The N.F.L. is failing as the N.B.A. reaches new highs in its number of Black head coaches — 14 in 2021-22 out of 30. But when I spoke to Dan Devine, who covers the N.B.A. for The Ringer, he told me, “The improvement in the N.B.A. is a very recent development: Eight of the 14 Black head coaches in the league have been hired/elevated since March. It wasn’t so long ago that we were having very similar conversations on this side of the street, too.”
Devine attributes the N.B.A.’s success to the number of Black assistant coaches who were available for hiring and to outspoken players like Jaylen Brown, who told leadership at the Boston Celtics in 2021 that he wanted Black coaches to have a “seat at the table.”
If Josh McCown ends up with the top job in Houston, perhaps he’ll be a coaching prodigy who will lead the Texans into a decade of glory.

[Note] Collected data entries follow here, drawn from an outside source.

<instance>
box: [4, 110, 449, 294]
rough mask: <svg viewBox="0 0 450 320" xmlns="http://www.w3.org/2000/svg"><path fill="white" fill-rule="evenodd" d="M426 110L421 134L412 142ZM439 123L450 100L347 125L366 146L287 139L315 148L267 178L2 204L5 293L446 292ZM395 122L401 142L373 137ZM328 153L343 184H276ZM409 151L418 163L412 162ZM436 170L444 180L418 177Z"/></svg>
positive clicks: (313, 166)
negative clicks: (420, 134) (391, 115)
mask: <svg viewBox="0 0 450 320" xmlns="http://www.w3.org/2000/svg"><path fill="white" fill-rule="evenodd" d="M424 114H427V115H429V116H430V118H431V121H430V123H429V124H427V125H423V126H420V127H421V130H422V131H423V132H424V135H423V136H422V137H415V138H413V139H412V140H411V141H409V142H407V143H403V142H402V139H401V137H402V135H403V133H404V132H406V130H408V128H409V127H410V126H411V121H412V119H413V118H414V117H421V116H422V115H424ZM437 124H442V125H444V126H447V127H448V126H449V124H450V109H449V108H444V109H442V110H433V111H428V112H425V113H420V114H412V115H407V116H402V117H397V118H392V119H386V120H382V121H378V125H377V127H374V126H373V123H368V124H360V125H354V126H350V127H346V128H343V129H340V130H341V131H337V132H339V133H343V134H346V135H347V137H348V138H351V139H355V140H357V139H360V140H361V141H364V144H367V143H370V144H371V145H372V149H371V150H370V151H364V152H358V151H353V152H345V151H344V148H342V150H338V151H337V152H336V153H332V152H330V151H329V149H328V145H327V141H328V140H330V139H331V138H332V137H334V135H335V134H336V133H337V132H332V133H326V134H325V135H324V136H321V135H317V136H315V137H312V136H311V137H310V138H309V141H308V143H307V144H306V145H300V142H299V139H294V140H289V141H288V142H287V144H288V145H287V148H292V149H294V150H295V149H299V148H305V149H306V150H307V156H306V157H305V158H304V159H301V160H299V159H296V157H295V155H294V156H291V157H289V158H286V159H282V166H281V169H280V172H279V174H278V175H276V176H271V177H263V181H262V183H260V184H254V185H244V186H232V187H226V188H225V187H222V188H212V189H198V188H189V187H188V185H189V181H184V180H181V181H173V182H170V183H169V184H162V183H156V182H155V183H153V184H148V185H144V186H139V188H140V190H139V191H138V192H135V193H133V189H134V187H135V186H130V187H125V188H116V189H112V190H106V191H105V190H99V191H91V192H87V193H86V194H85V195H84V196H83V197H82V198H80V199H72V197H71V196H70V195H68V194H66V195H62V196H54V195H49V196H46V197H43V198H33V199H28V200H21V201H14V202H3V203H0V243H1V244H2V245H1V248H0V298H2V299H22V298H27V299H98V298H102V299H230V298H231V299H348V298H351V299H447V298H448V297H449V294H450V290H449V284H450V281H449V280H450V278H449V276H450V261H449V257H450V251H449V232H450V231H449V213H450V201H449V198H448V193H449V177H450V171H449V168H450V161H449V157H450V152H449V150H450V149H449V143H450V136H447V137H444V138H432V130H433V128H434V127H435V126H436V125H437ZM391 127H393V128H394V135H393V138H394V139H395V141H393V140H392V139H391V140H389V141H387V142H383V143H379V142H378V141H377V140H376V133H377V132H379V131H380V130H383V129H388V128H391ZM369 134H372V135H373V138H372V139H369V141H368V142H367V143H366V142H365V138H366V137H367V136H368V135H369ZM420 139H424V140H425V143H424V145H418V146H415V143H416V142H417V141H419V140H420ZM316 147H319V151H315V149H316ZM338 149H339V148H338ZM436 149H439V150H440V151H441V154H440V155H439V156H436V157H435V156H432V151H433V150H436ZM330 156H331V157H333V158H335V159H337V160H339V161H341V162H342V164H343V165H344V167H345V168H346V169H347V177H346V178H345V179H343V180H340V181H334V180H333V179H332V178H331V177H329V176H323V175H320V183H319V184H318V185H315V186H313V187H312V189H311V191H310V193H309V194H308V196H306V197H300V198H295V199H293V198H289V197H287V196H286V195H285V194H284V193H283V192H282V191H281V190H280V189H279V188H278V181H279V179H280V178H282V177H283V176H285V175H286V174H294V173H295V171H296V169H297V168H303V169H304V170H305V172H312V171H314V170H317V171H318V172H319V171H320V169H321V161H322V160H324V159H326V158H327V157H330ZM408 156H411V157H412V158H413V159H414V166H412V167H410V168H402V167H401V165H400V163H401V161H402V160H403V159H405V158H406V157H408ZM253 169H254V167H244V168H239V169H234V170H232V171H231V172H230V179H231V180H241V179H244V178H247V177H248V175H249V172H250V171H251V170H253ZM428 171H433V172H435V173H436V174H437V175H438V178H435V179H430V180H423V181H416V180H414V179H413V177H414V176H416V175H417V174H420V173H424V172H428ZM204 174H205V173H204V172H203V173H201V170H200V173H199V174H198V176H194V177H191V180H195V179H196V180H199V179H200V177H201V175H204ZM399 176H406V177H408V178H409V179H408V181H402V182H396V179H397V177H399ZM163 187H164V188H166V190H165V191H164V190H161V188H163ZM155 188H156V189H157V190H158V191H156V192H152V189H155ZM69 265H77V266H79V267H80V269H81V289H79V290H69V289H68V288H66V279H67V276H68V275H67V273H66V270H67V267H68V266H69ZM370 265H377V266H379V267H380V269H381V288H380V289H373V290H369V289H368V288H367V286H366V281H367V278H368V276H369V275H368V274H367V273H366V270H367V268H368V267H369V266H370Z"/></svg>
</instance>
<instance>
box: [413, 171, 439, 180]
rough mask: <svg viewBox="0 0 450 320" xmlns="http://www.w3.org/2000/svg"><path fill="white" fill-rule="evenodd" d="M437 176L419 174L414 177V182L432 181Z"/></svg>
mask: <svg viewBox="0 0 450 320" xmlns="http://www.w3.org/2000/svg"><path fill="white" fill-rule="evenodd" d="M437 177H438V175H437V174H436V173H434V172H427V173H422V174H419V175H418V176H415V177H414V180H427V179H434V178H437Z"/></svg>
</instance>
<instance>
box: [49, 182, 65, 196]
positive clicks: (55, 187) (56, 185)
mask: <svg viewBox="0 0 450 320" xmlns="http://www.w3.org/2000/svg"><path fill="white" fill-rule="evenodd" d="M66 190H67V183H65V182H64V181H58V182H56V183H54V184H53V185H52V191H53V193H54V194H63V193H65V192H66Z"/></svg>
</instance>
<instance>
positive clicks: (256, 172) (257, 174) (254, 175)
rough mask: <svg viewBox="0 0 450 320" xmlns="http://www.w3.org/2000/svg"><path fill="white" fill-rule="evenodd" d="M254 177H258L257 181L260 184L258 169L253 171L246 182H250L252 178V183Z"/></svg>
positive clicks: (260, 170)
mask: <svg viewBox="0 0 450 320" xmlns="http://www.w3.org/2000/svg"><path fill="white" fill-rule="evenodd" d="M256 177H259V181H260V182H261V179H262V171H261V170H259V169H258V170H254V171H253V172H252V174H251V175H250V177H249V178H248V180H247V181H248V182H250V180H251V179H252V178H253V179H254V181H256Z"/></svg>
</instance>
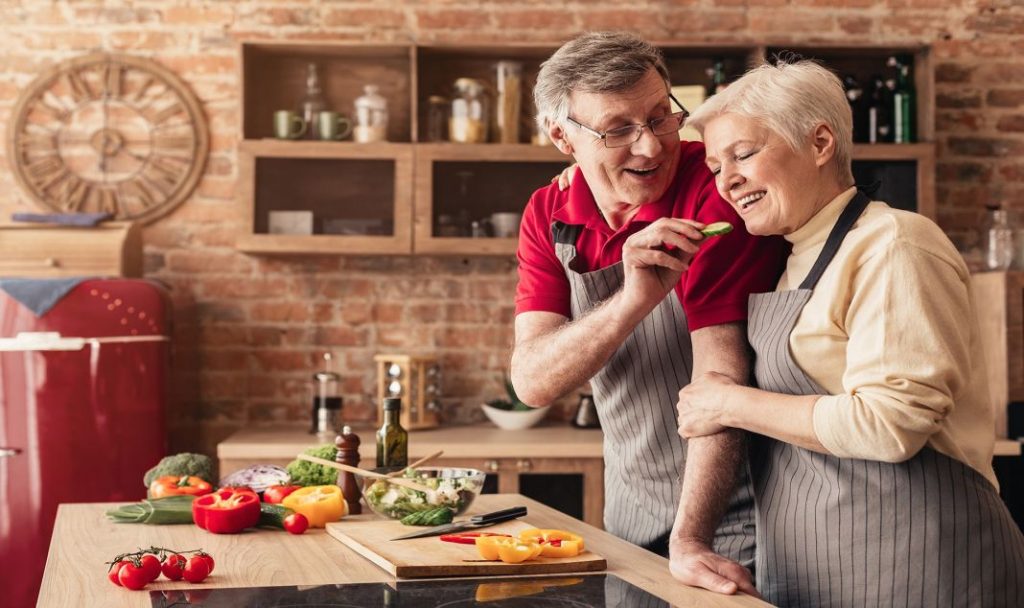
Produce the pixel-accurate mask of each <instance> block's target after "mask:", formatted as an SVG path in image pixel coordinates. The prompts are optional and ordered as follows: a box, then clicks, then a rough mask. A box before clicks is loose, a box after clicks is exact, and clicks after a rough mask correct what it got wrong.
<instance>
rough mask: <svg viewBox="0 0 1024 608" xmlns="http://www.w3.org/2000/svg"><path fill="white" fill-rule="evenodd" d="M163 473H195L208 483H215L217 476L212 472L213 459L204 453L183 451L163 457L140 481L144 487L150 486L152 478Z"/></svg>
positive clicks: (158, 475) (184, 473) (191, 473)
mask: <svg viewBox="0 0 1024 608" xmlns="http://www.w3.org/2000/svg"><path fill="white" fill-rule="evenodd" d="M163 475H175V476H181V475H195V476H196V477H200V478H202V479H204V480H206V481H209V482H210V483H214V484H215V483H217V477H216V475H214V474H213V461H212V460H211V459H210V457H208V455H206V454H205V453H193V452H189V451H183V452H181V453H176V454H174V455H169V457H164V458H163V459H161V460H160V462H159V463H157V466H156V467H154V468H153V469H150V470H148V471H146V472H145V476H144V477H143V478H142V482H143V483H145V487H150V484H152V483H153V480H154V479H156V478H158V477H161V476H163Z"/></svg>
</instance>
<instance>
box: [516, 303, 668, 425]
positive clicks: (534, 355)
mask: <svg viewBox="0 0 1024 608" xmlns="http://www.w3.org/2000/svg"><path fill="white" fill-rule="evenodd" d="M649 312H650V311H649V310H642V309H636V308H634V307H631V306H628V305H627V303H626V302H625V301H624V298H623V293H622V292H618V293H616V294H615V295H614V296H612V297H611V298H609V299H608V300H607V301H605V302H604V303H602V304H601V305H599V306H597V307H595V308H594V309H592V310H591V311H589V312H588V313H587V314H585V315H583V316H581V317H580V318H578V319H574V320H572V321H571V322H564V323H561V324H559V325H558V327H556V328H551V329H550V330H547V331H541V332H540V333H537V335H534V336H529V337H526V338H523V339H519V336H520V335H522V334H524V333H527V331H525V330H523V329H522V328H520V319H519V318H517V319H516V337H517V340H516V345H515V349H514V350H513V351H512V366H511V367H512V368H511V376H512V385H513V386H514V387H515V390H516V394H517V395H518V396H519V398H520V399H522V400H523V402H525V403H528V404H529V405H538V406H540V405H547V404H548V403H551V402H552V401H554V400H555V399H557V398H559V397H561V396H562V395H564V394H565V393H567V392H569V391H570V390H572V389H574V388H577V387H579V386H581V385H583V384H584V383H586V382H587V381H589V380H590V379H591V378H593V377H594V375H595V374H597V372H598V371H599V370H600V368H601V367H602V366H603V365H604V364H605V362H607V360H608V358H610V357H611V355H612V353H614V352H615V349H617V348H618V347H620V346H621V345H622V344H623V343H624V342H625V341H626V339H627V337H629V335H630V334H631V333H632V332H633V330H634V329H635V328H636V327H637V324H639V323H640V321H641V320H643V318H644V316H646V315H647V314H648V313H649ZM529 333H532V332H529Z"/></svg>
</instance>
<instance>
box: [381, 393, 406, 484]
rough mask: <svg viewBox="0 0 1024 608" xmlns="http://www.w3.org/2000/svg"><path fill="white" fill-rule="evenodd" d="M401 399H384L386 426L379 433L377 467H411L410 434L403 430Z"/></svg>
mask: <svg viewBox="0 0 1024 608" xmlns="http://www.w3.org/2000/svg"><path fill="white" fill-rule="evenodd" d="M400 414H401V399H400V398H398V397H388V398H387V399H384V424H382V425H381V428H380V429H378V431H377V466H378V467H406V466H408V465H409V433H408V432H407V431H406V429H403V428H401V422H399V417H400V416H399V415H400Z"/></svg>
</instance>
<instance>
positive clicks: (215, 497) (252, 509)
mask: <svg viewBox="0 0 1024 608" xmlns="http://www.w3.org/2000/svg"><path fill="white" fill-rule="evenodd" d="M259 513H260V510H259V496H257V495H256V493H255V492H253V491H252V490H250V489H234V488H222V489H219V490H217V491H215V492H213V493H212V494H206V495H205V496H200V497H198V498H196V501H194V502H193V520H194V521H195V522H196V525H198V526H199V527H201V528H203V529H204V530H208V531H210V532H213V533H215V534H234V533H237V532H241V531H242V530H244V529H246V528H251V527H253V526H255V525H256V524H257V523H259Z"/></svg>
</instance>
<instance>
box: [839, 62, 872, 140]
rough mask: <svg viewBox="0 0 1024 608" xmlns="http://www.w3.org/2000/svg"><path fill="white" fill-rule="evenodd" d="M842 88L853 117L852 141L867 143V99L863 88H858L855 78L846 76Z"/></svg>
mask: <svg viewBox="0 0 1024 608" xmlns="http://www.w3.org/2000/svg"><path fill="white" fill-rule="evenodd" d="M843 88H844V89H845V90H846V99H847V101H849V102H850V114H851V115H853V140H854V141H857V142H861V141H867V140H868V135H867V130H868V120H867V98H866V96H865V95H864V87H862V86H860V81H858V80H857V77H855V76H852V75H847V76H845V77H844V78H843Z"/></svg>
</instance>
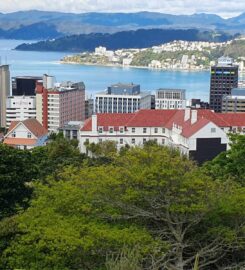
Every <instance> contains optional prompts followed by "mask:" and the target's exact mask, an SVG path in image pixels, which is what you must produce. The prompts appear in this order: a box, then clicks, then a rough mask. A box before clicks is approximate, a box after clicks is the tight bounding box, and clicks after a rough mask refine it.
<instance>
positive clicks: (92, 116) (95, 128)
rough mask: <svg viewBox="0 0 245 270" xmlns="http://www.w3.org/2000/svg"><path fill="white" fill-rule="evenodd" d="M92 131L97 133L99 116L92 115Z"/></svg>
mask: <svg viewBox="0 0 245 270" xmlns="http://www.w3.org/2000/svg"><path fill="white" fill-rule="evenodd" d="M92 131H93V132H97V115H96V114H93V115H92Z"/></svg>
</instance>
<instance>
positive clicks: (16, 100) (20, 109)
mask: <svg viewBox="0 0 245 270" xmlns="http://www.w3.org/2000/svg"><path fill="white" fill-rule="evenodd" d="M29 118H36V97H35V96H10V97H8V98H7V104H6V127H9V126H10V124H11V122H12V121H22V120H25V119H29Z"/></svg>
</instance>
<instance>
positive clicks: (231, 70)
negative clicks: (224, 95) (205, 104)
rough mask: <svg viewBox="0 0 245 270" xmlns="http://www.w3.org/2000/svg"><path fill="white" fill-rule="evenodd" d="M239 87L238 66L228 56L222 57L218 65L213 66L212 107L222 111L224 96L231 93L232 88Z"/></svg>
mask: <svg viewBox="0 0 245 270" xmlns="http://www.w3.org/2000/svg"><path fill="white" fill-rule="evenodd" d="M237 87H238V66H237V65H234V64H233V60H232V59H231V58H228V57H221V58H219V60H218V63H217V65H215V66H212V67H211V79H210V102H209V104H210V109H212V110H214V111H215V112H221V111H222V98H223V96H224V95H230V94H231V89H233V88H237Z"/></svg>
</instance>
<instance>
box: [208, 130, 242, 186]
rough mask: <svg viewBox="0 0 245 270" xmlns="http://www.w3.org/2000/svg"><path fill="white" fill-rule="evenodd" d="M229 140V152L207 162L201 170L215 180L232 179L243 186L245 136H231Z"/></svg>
mask: <svg viewBox="0 0 245 270" xmlns="http://www.w3.org/2000/svg"><path fill="white" fill-rule="evenodd" d="M230 140H231V144H230V146H231V148H230V150H228V151H226V152H222V153H221V154H220V155H218V156H217V157H216V158H215V159H213V160H212V161H209V162H207V163H206V164H205V166H204V167H203V170H204V171H205V173H206V174H207V175H209V176H211V177H212V178H213V179H215V180H217V179H220V180H224V181H226V180H227V179H232V180H234V181H236V182H238V183H240V184H241V185H242V186H245V136H244V135H238V134H231V135H230Z"/></svg>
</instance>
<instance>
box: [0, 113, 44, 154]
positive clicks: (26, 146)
mask: <svg viewBox="0 0 245 270" xmlns="http://www.w3.org/2000/svg"><path fill="white" fill-rule="evenodd" d="M47 138H48V131H47V130H46V129H45V128H44V127H43V126H42V125H41V124H40V123H39V122H38V121H37V120H36V119H34V118H31V119H26V120H24V121H13V122H12V123H11V124H10V127H9V129H8V133H7V134H6V135H5V137H4V141H3V143H4V144H7V145H9V146H12V147H15V148H19V149H32V148H34V147H36V146H43V145H45V144H46V142H47Z"/></svg>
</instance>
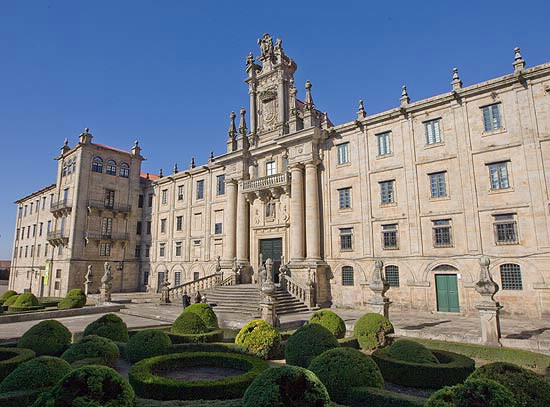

The Cincinnati Bengals just won their first playoff game in more than 30 years; at this point, anything could happen.
But I keep thinking about how David Culley got pushed out the door in spite of his nearly 30 years of experience coaching in the N.F.L. And how the former Detroit Lions coach Jim Caldwell, who’s Black, got fired after getting a historically moribund team to the playoffs twice in four years and going 9-7 in his final season. (He was replaced by a white guy who had never been a head coach before and who turned out to be way worse at the job.) And how a league that allows “social justice messaging” on players’ helmets still can’t figure out how to hire enough Black coaches.